Meaning that the harm wasn’t as a result of their inherent participation in the sport and was as a result of being groomed, targeted, coerced and manipulated with intent to harm. The parent could not foresee the intent of the coach, leader, or person of authority over their child in any situation.
There is also a reasonable expectation that the program had taken efforts to vet their staff, respond to previous concerns, follow the state and federal laws and take the necessary action upon any complaint to provide a safe environment prior to accepting participants into a youth-serving and/or power imbalanced athletic structure.

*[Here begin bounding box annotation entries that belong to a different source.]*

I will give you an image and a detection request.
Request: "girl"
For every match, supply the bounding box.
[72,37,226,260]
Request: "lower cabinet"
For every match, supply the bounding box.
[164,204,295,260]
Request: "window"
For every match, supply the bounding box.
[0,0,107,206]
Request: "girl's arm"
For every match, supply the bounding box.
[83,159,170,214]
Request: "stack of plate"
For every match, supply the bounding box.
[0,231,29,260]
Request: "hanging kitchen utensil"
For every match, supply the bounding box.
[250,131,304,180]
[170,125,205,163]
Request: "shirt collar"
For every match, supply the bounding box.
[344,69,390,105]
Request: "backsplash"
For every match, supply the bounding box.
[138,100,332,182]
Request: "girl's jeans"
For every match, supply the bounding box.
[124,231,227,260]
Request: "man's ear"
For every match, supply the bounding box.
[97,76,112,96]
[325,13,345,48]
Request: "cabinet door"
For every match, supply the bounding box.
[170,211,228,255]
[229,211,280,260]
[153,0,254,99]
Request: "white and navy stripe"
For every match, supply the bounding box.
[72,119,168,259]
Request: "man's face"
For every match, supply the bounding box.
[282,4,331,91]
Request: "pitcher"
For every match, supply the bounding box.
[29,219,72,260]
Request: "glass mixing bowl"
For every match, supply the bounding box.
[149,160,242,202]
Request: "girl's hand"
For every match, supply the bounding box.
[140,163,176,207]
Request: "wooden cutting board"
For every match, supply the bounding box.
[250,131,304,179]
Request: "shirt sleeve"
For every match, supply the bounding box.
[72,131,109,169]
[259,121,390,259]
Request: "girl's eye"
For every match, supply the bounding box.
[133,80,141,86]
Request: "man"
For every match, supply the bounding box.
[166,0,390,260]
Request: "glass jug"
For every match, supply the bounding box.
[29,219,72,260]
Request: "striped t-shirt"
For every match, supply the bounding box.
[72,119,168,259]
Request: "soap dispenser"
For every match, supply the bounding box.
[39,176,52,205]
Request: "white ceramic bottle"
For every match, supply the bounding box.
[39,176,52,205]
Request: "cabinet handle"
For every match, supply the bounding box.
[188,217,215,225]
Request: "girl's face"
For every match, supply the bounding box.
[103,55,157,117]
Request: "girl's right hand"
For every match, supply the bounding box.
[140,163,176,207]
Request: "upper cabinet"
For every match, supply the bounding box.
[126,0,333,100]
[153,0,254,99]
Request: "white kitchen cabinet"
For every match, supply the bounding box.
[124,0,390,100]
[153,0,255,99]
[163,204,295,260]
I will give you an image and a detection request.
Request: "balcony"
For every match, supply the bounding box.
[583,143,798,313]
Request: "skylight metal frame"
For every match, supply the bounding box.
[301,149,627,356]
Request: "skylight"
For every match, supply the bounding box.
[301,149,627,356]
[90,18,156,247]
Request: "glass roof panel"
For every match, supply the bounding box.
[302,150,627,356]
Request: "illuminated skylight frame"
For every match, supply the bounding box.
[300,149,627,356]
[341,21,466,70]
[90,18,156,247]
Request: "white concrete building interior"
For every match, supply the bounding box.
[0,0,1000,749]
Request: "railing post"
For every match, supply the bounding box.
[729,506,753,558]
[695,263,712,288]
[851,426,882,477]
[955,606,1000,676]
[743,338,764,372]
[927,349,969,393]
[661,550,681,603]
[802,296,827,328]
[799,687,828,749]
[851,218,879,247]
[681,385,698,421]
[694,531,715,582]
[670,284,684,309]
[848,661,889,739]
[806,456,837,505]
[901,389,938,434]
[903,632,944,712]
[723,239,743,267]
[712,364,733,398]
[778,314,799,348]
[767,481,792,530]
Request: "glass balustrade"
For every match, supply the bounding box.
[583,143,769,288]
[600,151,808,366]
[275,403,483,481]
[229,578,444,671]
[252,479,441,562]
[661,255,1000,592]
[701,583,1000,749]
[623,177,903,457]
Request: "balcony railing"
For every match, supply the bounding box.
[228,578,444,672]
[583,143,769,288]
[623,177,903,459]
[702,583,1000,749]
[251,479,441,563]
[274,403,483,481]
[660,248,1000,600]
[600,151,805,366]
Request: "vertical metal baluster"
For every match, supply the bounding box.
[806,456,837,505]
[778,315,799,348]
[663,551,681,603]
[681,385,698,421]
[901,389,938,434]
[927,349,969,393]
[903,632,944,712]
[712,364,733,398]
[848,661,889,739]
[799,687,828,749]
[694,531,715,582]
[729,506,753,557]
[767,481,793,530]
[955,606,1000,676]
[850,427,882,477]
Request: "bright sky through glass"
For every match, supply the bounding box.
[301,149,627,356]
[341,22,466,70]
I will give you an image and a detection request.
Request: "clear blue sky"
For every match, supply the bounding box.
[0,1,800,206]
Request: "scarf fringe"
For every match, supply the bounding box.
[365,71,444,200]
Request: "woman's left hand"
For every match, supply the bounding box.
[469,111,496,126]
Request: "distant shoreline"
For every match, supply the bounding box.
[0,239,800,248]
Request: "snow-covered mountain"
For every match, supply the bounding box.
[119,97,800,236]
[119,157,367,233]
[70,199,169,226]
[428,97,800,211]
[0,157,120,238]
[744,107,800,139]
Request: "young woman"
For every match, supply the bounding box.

In any case of sexual abuse, a parent (or participant) cannot waive their rights with a liability waiver for cases which involve acts of “non-accidental violence” or “non-accidental harm” to participants in the program regardless of age.
Terms and Definitions
Non-accidental violence—Any unwelcome sexual harassment and/or abuse, financial abuse, bullying and emotional abuse, hazing, neglect, physical abuse and child exploitation.
Negligence—Acts of omission regarding athlete safety. For example, depriving an athlete of food/or drink; insufficient rest and recovery; failure to provide a safe physical training environment; or developmental age-inappropriate or physique-inappropriate training methods.
Sexual abuse—Any conduct of a sexual nature, whether non-contact, contact or penetrative, where consent is coerced/manipulated or is not or cannot be given.
Sexual harassment—Any unwanted and unwelcome conduct of a sexual nature, whether verbal, non-verbal or physical.